Mrs. Noonan was instrumental in establishing the Center in the Park. She became its program director in the mid-1980s.

By the 1990s, the center had grown from 68 members to thousands. The program became a standard in the city, state, and nation at a time when the concept of senior centers was evolving. She helped develop and organize citywide senior events such as the Philadelphia Senior Games and a senior spelling bee.

A guiding principle of her work was that seniors should be offered tools through programs that covered a range of interests — fitness, creative arts, trips, and support and discussion groups. The aim was to help them build and maintain their dignity rather than being infantilized.

"The Center in the Park has a national reputation,” said Renee Cunningham, who came to the center in 2000 and in 2018 became its fourth executive director. “Hopefully, the founders and Kathy Noonan would be proud to know that the center is still blooming and stayed true to its mission to promote positive aging. We are a testament to their idea and stewards of their vision.”

Mrs. Noonan believed in the economic, racial, and ethnic diversity of Germantown. Besides her work for seniors, she was an active volunteer and choral singer at St. Francis of Assisi Church.

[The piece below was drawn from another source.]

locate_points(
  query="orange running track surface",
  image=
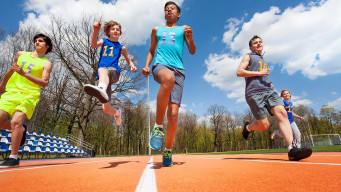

In 1993, while walking to work along Germantown Avenue at the age of 55, she suffered a traumatic brain injury when a truck tire blew out and she was struck by flying debris. She lost an eye, required facial reconstruction, and sustained damage to the right frontal lobe of the brain.

Doctors at Einstein Medical Center told the family her chances of survival were slim.

“They gave her final rights,” said daughter Lorraine N. Audet. “But she fought and fought and fought. She lived for 26 more years because of her faith and her family.”

After the injury, Mrs. Noonan could no longer work or live independently. She resided in a group home in West Chester for patients with traumatic brain injuries. She was very close to son-in-law Andrew Audet, who often cared for her during that difficult time.

“It was quite a loss for the Philadelphia area and senior centers” when Mrs. Noonan had to stop working, her daughter Lorraine said.

Despite the tragedy, Mrs. Noonan was able to enjoy her family and trips to the Jersey Shore. She maintained “her usual sharp sense of humor and strength of will,” daughter Christine N. Sturm said.

She married Joseph M. Noonan, a machinist for the U.S. Mint, in 1964. They had four children. He died in 2013.

Besides daughters Christine and Lorraine, she is survived by another daughter, Loretta; son Stephen; four grandchildren; and two brothers.

A visitation and life celebration will be at 10 a.m. Thursday, Sept. 19, in St. Andrew Catholic Church, 81 Swamp Rd., Newtown, followed by a Funeral Mass at 11:30. Interment will be at 9 a.m. Friday, Sept. 20, in Washington Crossing National Cemetery, next to her husband, a Korean War veteran.

Memorial donations may be made to the Council on Brain Injury, 16 Industrial Blvd., Suite 203, Paoli, Pa. 19301.